When Captain Hugh Calverley arrived in the township after World War I, his family was considered foreigners. His daughter Sybil grew up in this neighbourhood on the farm next door. She went to the one room school at Snyder’s Corners, played in the woods, helped with chores in the barn, swam in the pond, and square danced at that Township Hall.
Sybil recalls that even through the Great Depression, neighbours helped neighbours. This was a community where everyone knew everyone and there was much kindness and shared stories about “olden times”. A natural curiosity and overload of energy led Sybil through many adventures: After studying Art and Archaeology, University of Toronto, and two years studying and travelling in Europe, she became an Art Specialist and taught. In 1972 she discovered fibre art through Constance Howard and and is still teaching.

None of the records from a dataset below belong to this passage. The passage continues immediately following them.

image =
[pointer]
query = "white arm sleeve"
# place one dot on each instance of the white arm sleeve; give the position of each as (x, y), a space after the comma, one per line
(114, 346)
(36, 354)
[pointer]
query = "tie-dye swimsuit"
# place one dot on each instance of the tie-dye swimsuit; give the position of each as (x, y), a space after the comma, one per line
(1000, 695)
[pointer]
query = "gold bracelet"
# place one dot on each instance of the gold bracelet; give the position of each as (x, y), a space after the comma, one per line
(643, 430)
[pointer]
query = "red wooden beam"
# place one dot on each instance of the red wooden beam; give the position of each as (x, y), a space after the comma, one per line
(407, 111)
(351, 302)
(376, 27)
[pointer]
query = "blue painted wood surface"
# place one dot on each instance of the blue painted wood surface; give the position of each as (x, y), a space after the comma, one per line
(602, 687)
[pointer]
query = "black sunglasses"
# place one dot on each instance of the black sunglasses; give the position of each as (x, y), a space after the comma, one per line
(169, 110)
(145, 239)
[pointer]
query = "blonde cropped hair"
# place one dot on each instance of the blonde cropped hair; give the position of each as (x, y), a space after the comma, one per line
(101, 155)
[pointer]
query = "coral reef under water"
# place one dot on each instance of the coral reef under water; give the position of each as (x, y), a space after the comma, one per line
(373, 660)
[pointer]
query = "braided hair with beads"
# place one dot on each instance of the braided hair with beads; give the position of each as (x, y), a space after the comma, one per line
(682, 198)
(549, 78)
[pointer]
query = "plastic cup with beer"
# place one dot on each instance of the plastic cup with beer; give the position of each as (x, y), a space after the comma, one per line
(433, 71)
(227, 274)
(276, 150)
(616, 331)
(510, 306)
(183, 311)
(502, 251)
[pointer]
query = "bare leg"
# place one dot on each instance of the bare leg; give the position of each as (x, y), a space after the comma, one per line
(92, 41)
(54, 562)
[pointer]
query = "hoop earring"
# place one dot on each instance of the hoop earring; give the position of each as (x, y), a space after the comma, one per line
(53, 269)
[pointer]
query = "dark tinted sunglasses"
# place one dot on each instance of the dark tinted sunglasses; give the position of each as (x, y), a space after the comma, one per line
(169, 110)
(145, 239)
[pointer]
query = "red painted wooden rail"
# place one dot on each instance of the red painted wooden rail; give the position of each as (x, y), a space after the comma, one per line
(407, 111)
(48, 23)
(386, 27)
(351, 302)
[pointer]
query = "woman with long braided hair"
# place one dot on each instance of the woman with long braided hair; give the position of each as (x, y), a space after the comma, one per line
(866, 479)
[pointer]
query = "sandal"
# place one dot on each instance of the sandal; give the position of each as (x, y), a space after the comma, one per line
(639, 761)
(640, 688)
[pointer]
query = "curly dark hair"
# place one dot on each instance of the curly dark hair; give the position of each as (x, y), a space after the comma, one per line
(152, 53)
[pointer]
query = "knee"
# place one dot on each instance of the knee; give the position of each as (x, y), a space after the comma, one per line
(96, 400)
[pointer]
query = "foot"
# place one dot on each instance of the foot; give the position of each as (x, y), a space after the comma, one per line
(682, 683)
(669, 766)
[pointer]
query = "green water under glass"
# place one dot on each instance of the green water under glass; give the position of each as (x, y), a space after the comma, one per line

In 1950, Sybil’s father bought this Joshua Creek farm at an auction for her brother and his bride. After two years of hard work of putting things in order, the newlyweds decided to move west. In 1954, Sybil and her husband Leo moved in and raised their five sons here. The boys enjoyed growing up in the country, were educated and then departed to live their own lives. The house was empty. It was time to follow her dream of creating an art centre. Now the grandmother of ten and a great-grandmother, Sybil Rampen soldiers on, creating havoc as usual and enjoying the process.